В свое время Н. О. Лернер в статье «Ревность Н. Н. Пушкиной» рассматривал резкий отзыв о Фукс как «вынужденную и довольно невинную хитрость» со стороны Пушкина, знавшего, что «появление в его доме умной и приятной женщины, да еще его поклонницы, не пройдет ему даром со стороны Натальи Николаевны, и он, как говорится, „забежал вперед“ и в предвидении приезда Фукс в Петербург разругал в письме к жене свою казанскую почитательницу.
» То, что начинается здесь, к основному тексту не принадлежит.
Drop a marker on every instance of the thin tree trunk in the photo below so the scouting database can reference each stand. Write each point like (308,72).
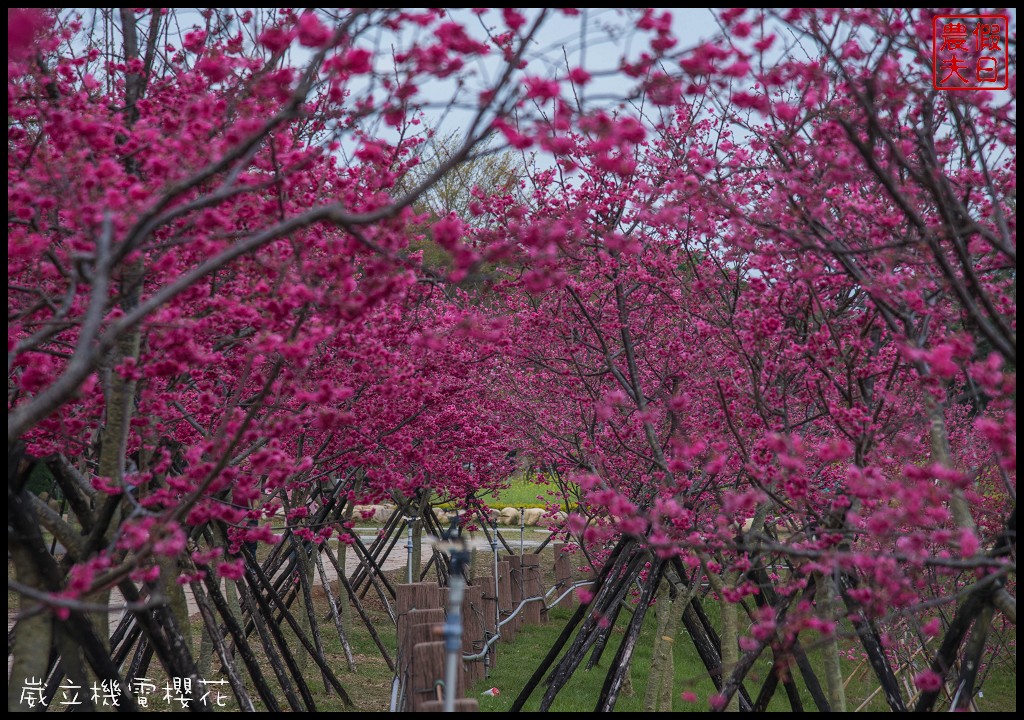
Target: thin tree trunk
(828,606)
Надеясь, что после такого отзыва о ней жена ревновать его не станет и домашний мир не будет нарушен». Примеры подобной «невинной хитрости» в письмах Пушкина мы наблюдаем и тогда, когда те, в отношении которых она предпринята, вовсе и не собирались наносить визит семейству Пушкиных, так что можно говорить о выработанной манере, в которой Пушкин рассказывал жене о других женщинах.
Свое подробное письмо с рассказом о Казани и знакомстве с Фукс Пушкин закончил указанием дальнейшего маршрута: «Сегодня еду в Симбирск, отобедаю у губернатора и к вечеру отправлюсь в Оренбург, последняя цель моего путешествия».
Десятого сентября Пушкин уже оказался в Симбирске и с утра нанес визит губернатору Александру Михайловичу Загряжскому, родственнику Натальи Николаевны, на чье имя она посылала письма, адресованные мужу. «Третьего дня, — пишет он 12 сентября, — прибыл я в Симбирск и от Загряжского принял от тебя письмо. Оно обрадовало меня, мой ангел, — но у тебя нарывы, а ты пишешь мне четыре страницы кругом». В этом большом письме как раз и сообщила Наталья Николаевна о приискании ею новой квартиры. Пушкин откликается на дошедшие до него домашние новости, в частности о найме квартиры: «Если дом удобен, то нечего делать, бери его — но уж по крайней мере усиди в нем». Ответ Пушкина уже ничего изменить не мог, так как ко времени, когда он дошел до Петербурга, Наталья Николаевна квартиру уже сняла. Это письмо и два следующих Пушкин, не зная нового адреса, отправляет на имя тетки жены, Екатерины Ивановны Загряжской — «В С. Петербург в Зимнем дворце. Для дост. Н. Н. Пушкиной».
До нашего времени дошла «Генеральная карта Екатеринославской губернии» 1821 года с надписью Пушкина на обороте: «Карта, принадлежавшая Александру Павловичу (Александру I. — В. С.).Получена в Симбирске от А. М. Загряжского 14 сент. 1833». О своих дальнейших планах Пушкин сообщил жене: «Я путешествую, кажется, с пользою, но еще не на месте и ничего не написал. И сплю и вижу приехать в Болдино и там запереться».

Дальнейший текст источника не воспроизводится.